“The amount that one is able to tell about what’s happening in Syria or in a particular area just from following one of these groups is extraordinary,” says its founder, an Istanbul-based American who wished to remain anonymous. “The goal is to eventually be tracking one [group] from every province.”
The major theme the five-person group has noticed in recent months is a shift in rhetoric, from moderate to Islamist. “Everywhere from Damascus to Aleppo, there’s been a shift towards Islamism,” the founder said. “The al-Fatah Brigade started in 2012, and if you look at their promotional material, the character’s really changed.

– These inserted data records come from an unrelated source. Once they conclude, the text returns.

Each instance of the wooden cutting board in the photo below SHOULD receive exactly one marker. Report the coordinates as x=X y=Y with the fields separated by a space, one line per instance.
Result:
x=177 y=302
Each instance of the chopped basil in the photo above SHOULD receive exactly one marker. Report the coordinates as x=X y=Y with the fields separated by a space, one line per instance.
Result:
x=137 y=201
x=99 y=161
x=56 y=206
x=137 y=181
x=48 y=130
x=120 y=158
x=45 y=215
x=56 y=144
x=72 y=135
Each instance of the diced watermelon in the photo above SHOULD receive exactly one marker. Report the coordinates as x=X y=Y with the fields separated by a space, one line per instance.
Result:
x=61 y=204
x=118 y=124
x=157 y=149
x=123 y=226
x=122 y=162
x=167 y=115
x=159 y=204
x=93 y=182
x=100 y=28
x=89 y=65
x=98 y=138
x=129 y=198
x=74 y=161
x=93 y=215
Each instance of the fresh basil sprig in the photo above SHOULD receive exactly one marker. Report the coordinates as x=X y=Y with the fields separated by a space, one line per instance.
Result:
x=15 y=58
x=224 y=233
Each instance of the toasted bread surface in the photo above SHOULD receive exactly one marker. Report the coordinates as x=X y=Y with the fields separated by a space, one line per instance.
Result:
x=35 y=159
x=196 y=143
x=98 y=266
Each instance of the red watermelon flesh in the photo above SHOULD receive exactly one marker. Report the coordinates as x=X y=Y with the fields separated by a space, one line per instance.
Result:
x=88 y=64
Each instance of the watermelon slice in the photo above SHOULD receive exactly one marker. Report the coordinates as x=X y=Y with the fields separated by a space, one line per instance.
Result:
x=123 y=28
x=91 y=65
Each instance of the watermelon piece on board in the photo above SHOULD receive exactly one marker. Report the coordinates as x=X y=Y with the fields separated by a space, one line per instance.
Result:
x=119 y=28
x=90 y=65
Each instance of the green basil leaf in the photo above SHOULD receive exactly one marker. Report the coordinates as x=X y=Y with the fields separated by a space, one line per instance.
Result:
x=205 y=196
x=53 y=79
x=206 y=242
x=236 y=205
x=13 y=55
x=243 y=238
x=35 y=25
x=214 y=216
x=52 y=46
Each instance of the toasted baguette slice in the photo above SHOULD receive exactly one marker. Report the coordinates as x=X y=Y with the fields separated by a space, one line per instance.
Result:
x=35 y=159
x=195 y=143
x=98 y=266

They started off with music and singing, and now it’s Islamist songs. The imagery changed. They weren’t an Islamist group to start off with. Now they’ve become followers of the Islamists. They’re disintegrating. And they’re ineffectual. They have less than 1,000 fighters, while a larger group probably has 4,000.”
In January 2012, he was still in Washington, “and I was noticing all the videos coming out, hundreds of them a day. Military defectors were releasing videos where they said, ‘I am X, from this town, from this division, defecting for these reasons.’ Nobody was collecting these, and I thought they were going to be very important. So we started collecting them. And then we started collecting [brigade] formation [and recruitment] videos.”
The team uses Google video search, sweeping through the hundreds of videos that are uploaded daily from every corner of the country. “All the videos come up under key words,” he said, “and we figure out which ones are from Syria. We didn’t really see many trends at the beginning, other than the [rhetoric] wasn’t very Islamist and that most of the people starting groups [and brigades] were officers. Over time it’s totally shifted: now most people’s messages in their videos are very Islamist, and most groups aren’t formed by [defected Syrian army] officers.”
SMC’s main feature is a tracker of major FSA brigades, including al-Islam, a mid-size, 4,000-man-strong formation based in Damascus’ suburbs, where the war is slowly encroaching and rebels are making headway against regime forces.
“We realized that [just occasionally tracking a group] doesn’t give a complete picture of what’s going on in Syria — it gives you dots on a map,” the founder said. “It’s a good starting point. We needed to [actively] follow these groups. So every day we collect the videos from those groups, we collect important Facebook posts they make, important Twitter posts, any information about them from Arab and English media. We track their movements and any shifts in their ideology or strategy.
“The first one we chose was al-Islam. It’s a smaller to mid-size group [making it easier to track]. We also chose it because it’s active in Damascus — it’s not al-Qaida, but it’s Syrian Islamist. Other groups are massive, there can be too much information to collect.”